Baca Juga:  IBADAH UNIK UNTUK BERTEMU YANG MAHA UNIK: Puasa menurut Syaikh al-Akbar Ibn al-'Arabi

Dalam filsafat, kebenaran diartikan dengan cara yang berbeda. Memahami kebenaran secara filosofis, kita bisa mengutip pendapat salah satu filsuf besar Muslim, yakni Al-Kindi. Menurutnya, kebenaran bisa datang dari mana saja, dan umat Islam—ataupun seluruh manusia—tak perlu sungkan untuk mengakui dan mengambilnya dari mana pun ia berasal, meski dari bangsa-bangsa terdahulu ataupun dari bangsa asing. Bagi para pencari kebenaran, tidak ada yang lebih berharga kecuali kebenaran itu sendiri. Mengambil kebenaran dari orang lain tidak akan menurunkan derajat seorang pencari kebenaran, itu justru menjadikannya terhormat dan mulia.

Berkaca pada pandangan Al-Kindi tersebut, kitansudah semestinya membuka diri lebih luas lagi terhadap setiap kemungkinan, bahwa semua kelompok (termasuk kelompok agama) bisa saja—atau bahkan pasti—di dalamnya terdapat hikmah (kebenaran). Sepertinya kita patut merenungi perkataan Maulana Rumi dalam salah satu puisi mistiknya, “Lampaui gagasan sempitmu tentang benar dan salah!”, sebuah ungkapan yang penuh dengan makna, sekaligus ajakan pada keluasan yang tidak terbatas. Sebuah dunia yang di dalamnya tidak ada prasangka dan rasa gelisah. Sehingga daripada saling meributkan siapa yang lebih benar, akan lebih baik bila kita bertukar hikmah dan kebenaran.

Lebih jauh lagi, kita akan menemukan gagasan filosofis dari Pythagoras yang kiranya mampu mengatasi krisis kita sekarang, bahwa mencintai kebijaksanaan (filsafat) mengandung pengertian kesadaran bahwa hanya Tuhan yang mempunyai hikmah (kebijaksanaan dan kebenaran) yang sebenarnya, sedangkan manusia harus puas dengan tugasnya di dunia, yaitu mencari hikmah, mencari pengetahuan, mencari kebenaran dan terus mencari.

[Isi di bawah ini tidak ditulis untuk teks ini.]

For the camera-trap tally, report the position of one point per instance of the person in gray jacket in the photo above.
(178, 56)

Sebuah pencarian yang tak pernah berujung. Demikianlah seharusnya kita memosisikan diri.

Filsafat sendiri muncul dalam rangka melawan sebuah kaum yang menamai dirinya kaum Sofis (orang-orang bijak). Golongan seperti inilah yang terus menimbulkan suasana intoleransi di mana pun dan kapan pun. Mereka terus melakukan regenerasi dari masa ke masa, mereka berganti jubah, namun isinya kurang lebih sama, yaitu manusia-manusia yang merasa menggenggam kebenaran. Orang-orang seperti ini juga terus memaksakan kebenarannya kepada orang lain, tak peduli apapun dampak yang akan ditimbulkan.

Baca Juga:  Abu Thalib al-Makki: Tujuan Puasa itu Menjauhi Dosa, Bukan Lapar dan Haus!

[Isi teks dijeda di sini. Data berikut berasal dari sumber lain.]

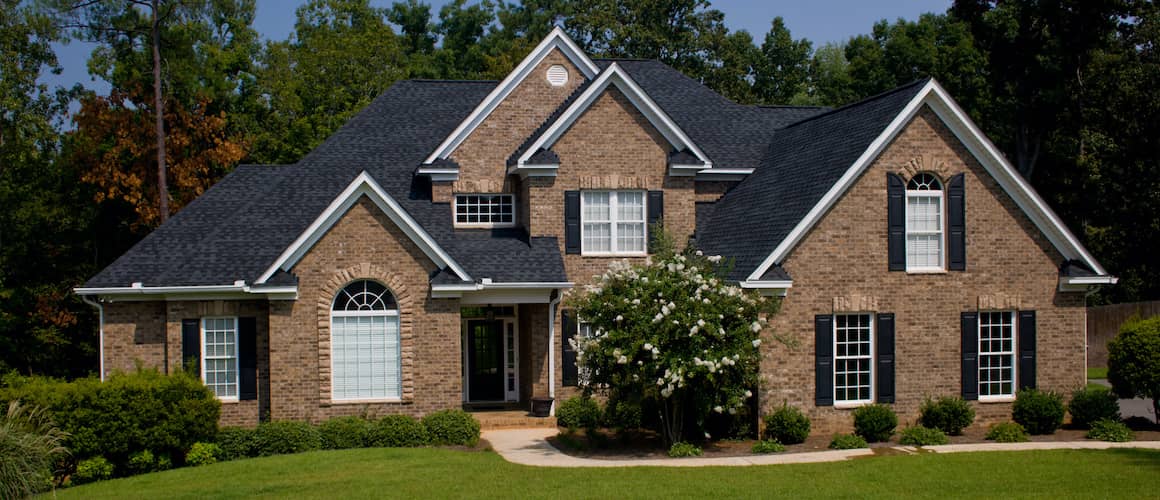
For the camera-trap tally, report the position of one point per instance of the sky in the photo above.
(819, 21)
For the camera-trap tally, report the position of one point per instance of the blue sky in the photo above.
(820, 21)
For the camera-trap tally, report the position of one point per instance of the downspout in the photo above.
(100, 339)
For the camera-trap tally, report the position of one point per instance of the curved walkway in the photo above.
(530, 447)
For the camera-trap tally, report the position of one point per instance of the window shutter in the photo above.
(571, 222)
(956, 224)
(885, 361)
(568, 355)
(824, 360)
(247, 359)
(655, 214)
(896, 222)
(191, 345)
(1027, 349)
(970, 325)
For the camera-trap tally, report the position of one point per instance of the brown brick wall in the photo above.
(845, 256)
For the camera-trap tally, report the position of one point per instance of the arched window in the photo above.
(925, 218)
(365, 355)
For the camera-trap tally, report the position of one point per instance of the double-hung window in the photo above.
(614, 223)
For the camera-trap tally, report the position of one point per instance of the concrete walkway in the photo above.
(529, 447)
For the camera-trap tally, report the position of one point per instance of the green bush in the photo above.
(397, 432)
(1093, 403)
(203, 454)
(578, 412)
(875, 422)
(950, 414)
(452, 427)
(787, 425)
(768, 447)
(1039, 412)
(343, 433)
(237, 442)
(1007, 433)
(287, 436)
(1108, 429)
(922, 436)
(847, 442)
(681, 449)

Tak begitu sulit menemukan kaum sofis, mereka senantiasa hadir dalam setiap masa sepanjang zaman. Mereka tampil dalam banyak rupa. Mereka menjadi pemimpin, ulama, pelajar, petani, pedagang, pebisnis, penyair, sufi, bahkan para filsuf. Namun demikian, mereka tetap sama dalam satu hal, yakni keyakinan bahwa mereka telah mendapatkan kebijaksanaan dan kebenaran.

Padalah, esensi dari filsafat adalah cinta (philos). Rasa cinta itulah yang kemudian mengantarkan seseorang untuk semakin mengenali yang dicintainya. Mencintai kebijaksanaan, berarti mencintai sang pemilik kebijaksanaan, dengan kata lain mencintai Tuhan itu sendiri. Hal ini, akan mendorong seorang pencinta kebijaksanaan (filsuf) untuk mengenali Tuhan Yang Maha Bijaksana itu. Pertanyaannya, akankah proses mengenal Tuhan itu berakhir? Atau apakah seseorang akan mencapai sebuah pengenalan yang sempurna dan utuh tentang Tuhan, sehingga berhak mengatakan “Kamilah pemilik kebijaksanaan?”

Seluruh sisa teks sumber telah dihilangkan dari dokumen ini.